Navy quarterback Ricky Dobbs celebrates with Vonn Banks, left,… (AP photo )
HOUSTON — - The contrast between the players from Navy and Missouri was noticeable throughout the week, as they went through the various activities that led up to the Texas Bowl. The Tigers dwarfed their Midshipmen counterparts - Missouri's 6-foot-5, 240-pound quarterback was bigger than nearly all of Navy's defensive players.
But when it came time to play the game Thursday at Reliant Stadium, that didn't matter. The Midshipmen executed better on both sides of the ball, and their star player, junior quarterback Ricky Dobbs, had a sensational performance. The result was a convincing 35-13 victory - Navy's first over a team from the Big 12 since 1965.
"That's us every week. There's no team that we play that's not bigger than us," Navy coach Ken Niumatalolo said. "All the intangibles that people talk about in sports, it's real with our team: determination, discipline, heart. Our guys play hard. We're a team, we're going to respect others, but we're not going to back down from anybody. ... We're just like 11 hyenas. We're going to take down an elephant sooner or later."
It was an entirely fitting way for the season to end for the Midshipmen - who went 10-4 to tie the school record for victories held by the 1905 and 2004 teams - and the senior class. Coming into the game, the 32 seniors had already accomplished so many different things: They won 34 games, including two at Notre Dame, and four straight Commander-in-Chief's trophies. Yet they were 0-3 in bowl games.
Navy was able to end that streak thanks in part to Dobbs, who was named the game's most valuable player. He rushed for a Navy-bowl record 166 yards (his fifth-straight 100-yard game) and scored three times (which extended his NCAA record for single-season rushing touchdowns by a quarterback to 27). He completed 9 of 14 passes for 130 yards and a touchdown, and became only the third quarterback in Navy history to surpass 1,000 yards in both rushing and passing in the same season. He also lost two fumbles, including once in the end zone.

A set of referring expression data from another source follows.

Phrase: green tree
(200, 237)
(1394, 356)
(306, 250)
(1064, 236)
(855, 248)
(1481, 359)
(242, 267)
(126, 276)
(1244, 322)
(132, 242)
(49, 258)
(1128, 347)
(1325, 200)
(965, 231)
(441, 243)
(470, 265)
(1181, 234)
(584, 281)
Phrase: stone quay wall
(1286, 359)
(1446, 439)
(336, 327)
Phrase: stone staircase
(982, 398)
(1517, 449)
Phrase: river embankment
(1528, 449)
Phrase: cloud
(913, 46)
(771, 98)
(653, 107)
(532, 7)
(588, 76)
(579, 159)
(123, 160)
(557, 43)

"Ricky is exceptional," said Missouri coach Gary Pinkel, whose defense hadn't given up more than 131 rushing yards to a team since late September.
The game was billed as a contrast between high-powered offenses: Navy's run-based triple-option, and Missouri's pass-happy spread.

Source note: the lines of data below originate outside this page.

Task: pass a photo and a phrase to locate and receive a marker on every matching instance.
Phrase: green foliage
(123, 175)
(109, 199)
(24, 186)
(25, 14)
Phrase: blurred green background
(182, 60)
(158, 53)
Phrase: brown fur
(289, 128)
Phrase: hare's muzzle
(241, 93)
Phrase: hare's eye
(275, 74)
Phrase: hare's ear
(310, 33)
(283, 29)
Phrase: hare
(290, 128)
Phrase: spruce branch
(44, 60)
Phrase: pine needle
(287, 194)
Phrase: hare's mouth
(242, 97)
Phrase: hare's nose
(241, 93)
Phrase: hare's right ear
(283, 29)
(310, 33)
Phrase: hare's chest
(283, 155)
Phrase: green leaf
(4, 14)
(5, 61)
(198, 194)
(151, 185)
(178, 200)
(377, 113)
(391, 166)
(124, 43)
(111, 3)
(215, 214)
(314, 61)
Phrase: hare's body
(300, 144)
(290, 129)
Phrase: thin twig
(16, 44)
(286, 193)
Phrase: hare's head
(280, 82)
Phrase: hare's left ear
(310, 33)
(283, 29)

The Midshipmen - who went no-huddle for stretches, something they had not done before - held the ball for nearly 41 minutes and had 515 yards of total offense. They relied heavily on their slot backs, who combined for 24 carries and 182 yards. Sophomore Marcus Curry ran for 109 yards and a touchdown, and also caught five passes for 97 yards. Senior Bobby Doyle caught a 15-yard touchdown pass.
The Tigers (8-5) made a handful of big plays, but failed to get into the end zone after the first minute of the game. On the second play from scrimmage, senior wide receiver Danario Alexander - who led the nation in receiving yards per game - caught a short pass well inside his own half and turned it into a 58-yard touchdown. It was Alexander's eighth touchdown of the season of more than 50 yards, and it gave Missouri a 7-0 lead less than 30 seconds into the game.

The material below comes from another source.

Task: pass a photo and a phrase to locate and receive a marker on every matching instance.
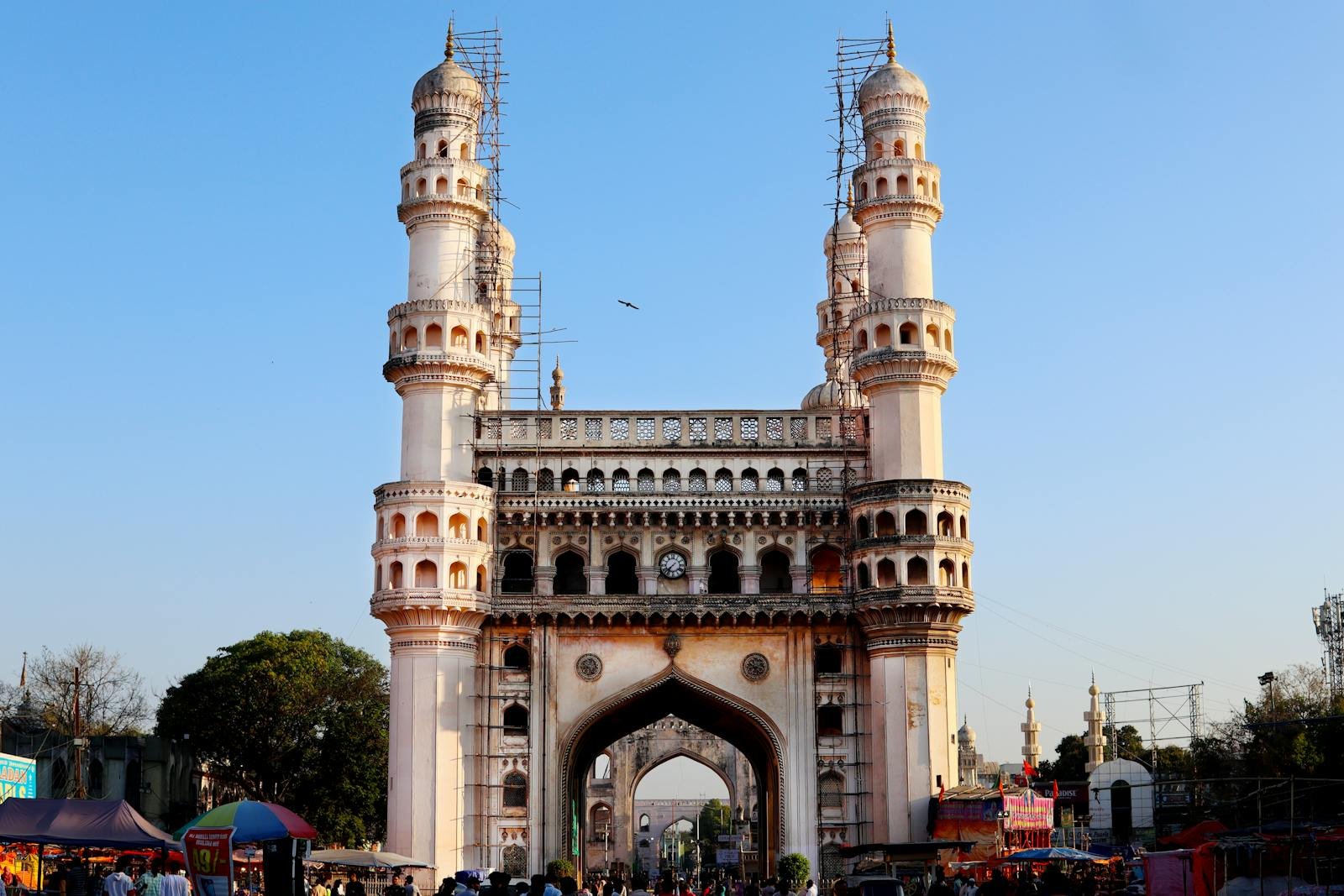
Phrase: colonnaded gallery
(575, 597)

For much of the game, the Midshipmen employed a new defensive package called "Tiger," in which they used two down linemen and five defensive backs. That seemed to fluster Missouri sophomore quarterback Blaine Gabbert, who completed 15 of 31 passes for 291 yards and had two interceptions - his first since Halloween. Navy also sacked Gabbert four times.
In the game's final minutes, Navy safety Wyatt Middleton came up with an interception in the red zone and returned it 52 yards. That pick gave Niumatalolo a chance to put some of the team's seldom-used seniors on the field.
Fullback Jack Hatcher - who spent most of his four-year career on the scout team and had yet to play a single snap in a game - came in and got a carry (he was hit quickly for a 4-yard loss). Quarterback Greg Zingler (Severna Park) - whose main role this season was as the holder on field goals and extra points - was under center for the victory formation, and when the game ended, he was the one who got to raise the ball high into the air.